Better microvascular flow could translate to sustained effort and faster recovery. No Vilon athlete trial has measured VO2 max, lactate, or time to exhaustion.
Comparison matrix
| Feature | Vilon | EPO | Androgens |
|---|---|---|---|
| Primary mechanism | Thymus / immune / coagulation-fibrinolysis hypothesis | Red blood cell mass and oxygen carrying capacity | Androgen receptor signaling in muscle and blood |
| Athlete data | No direct Vilon performance trial recovered | Extensive; banned in sport | Extensive; banned in sport |
| Risk profile | Unknown in healthy athletes; no established dose | Polycythemia, thrombosis, cardiovascular events | Hormonal suppression, cardiovascular and hepatic risk |
| Regulatory status | Research / supplement context; not a drug | Prescription-only; banned by WADA | Prescription or banned; controlled in many jurisdictions |
Primary mechanism
Athlete data
Risk profile
Regulatory status
Precision check
The strongest Vilon coagulation signal is an abstract in type 1 diabetes reporting improvement in a DIC-like picture involving antithrombin III, Protein C, and fibrinolysis.

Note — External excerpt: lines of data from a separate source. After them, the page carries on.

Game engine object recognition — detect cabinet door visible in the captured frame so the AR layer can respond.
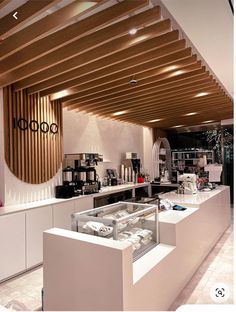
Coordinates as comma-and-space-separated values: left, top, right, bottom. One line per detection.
53, 201, 75, 230
26, 206, 53, 268
0, 212, 26, 281
74, 196, 93, 213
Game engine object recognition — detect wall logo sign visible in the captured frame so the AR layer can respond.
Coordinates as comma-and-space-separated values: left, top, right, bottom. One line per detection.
4, 86, 63, 184
13, 117, 58, 134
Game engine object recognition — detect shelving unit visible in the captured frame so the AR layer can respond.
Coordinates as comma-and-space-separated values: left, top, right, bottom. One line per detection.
172, 149, 214, 172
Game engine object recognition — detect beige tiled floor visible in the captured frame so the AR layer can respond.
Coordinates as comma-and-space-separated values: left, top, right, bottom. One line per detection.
169, 222, 234, 310
0, 266, 42, 310
0, 222, 233, 311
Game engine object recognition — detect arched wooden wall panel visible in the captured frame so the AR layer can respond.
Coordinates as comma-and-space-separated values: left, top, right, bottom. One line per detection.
3, 85, 63, 184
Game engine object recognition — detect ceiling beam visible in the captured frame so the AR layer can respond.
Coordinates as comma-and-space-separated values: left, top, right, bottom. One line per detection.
0, 0, 59, 37
26, 31, 182, 94
63, 73, 212, 109
103, 105, 233, 125
72, 82, 220, 114
0, 0, 149, 87
60, 55, 198, 103
104, 102, 232, 122
51, 49, 194, 101
101, 97, 232, 120
104, 99, 233, 121
64, 66, 206, 108
14, 31, 178, 91
1, 5, 161, 75
73, 86, 225, 116
63, 59, 202, 105
0, 1, 98, 59
0, 0, 11, 10
138, 109, 233, 124
68, 93, 229, 116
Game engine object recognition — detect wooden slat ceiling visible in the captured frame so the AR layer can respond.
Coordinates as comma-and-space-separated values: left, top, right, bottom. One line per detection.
0, 0, 233, 129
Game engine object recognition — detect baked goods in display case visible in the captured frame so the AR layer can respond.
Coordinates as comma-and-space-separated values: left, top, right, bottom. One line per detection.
72, 201, 159, 261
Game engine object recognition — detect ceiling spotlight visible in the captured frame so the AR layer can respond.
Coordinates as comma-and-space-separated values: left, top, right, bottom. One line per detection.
184, 112, 198, 116
202, 120, 215, 123
171, 124, 185, 128
162, 65, 179, 73
195, 92, 209, 97
129, 74, 137, 85
169, 70, 185, 77
129, 28, 137, 35
148, 119, 162, 123
112, 111, 126, 116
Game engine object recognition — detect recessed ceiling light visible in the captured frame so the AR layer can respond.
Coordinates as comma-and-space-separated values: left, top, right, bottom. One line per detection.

Microvascular flow, oxygen delivery, endurance, and recovery are a mechanistic hypothesis in healthy athletes, not measured outcomes. Do not compare Vilon as equivalent to EPO or androgens.
Athlete history
Secondary accounts tie the Khavinson peptide class, especially Pinealon, to Soviet and Russian sport. We did not recover primary documentation that names Olympic athletes using Vilon specifically.
That absence matters. Anecdotal reports of use are not controlled trials, and performance claims without primary data should not be treated as evidence.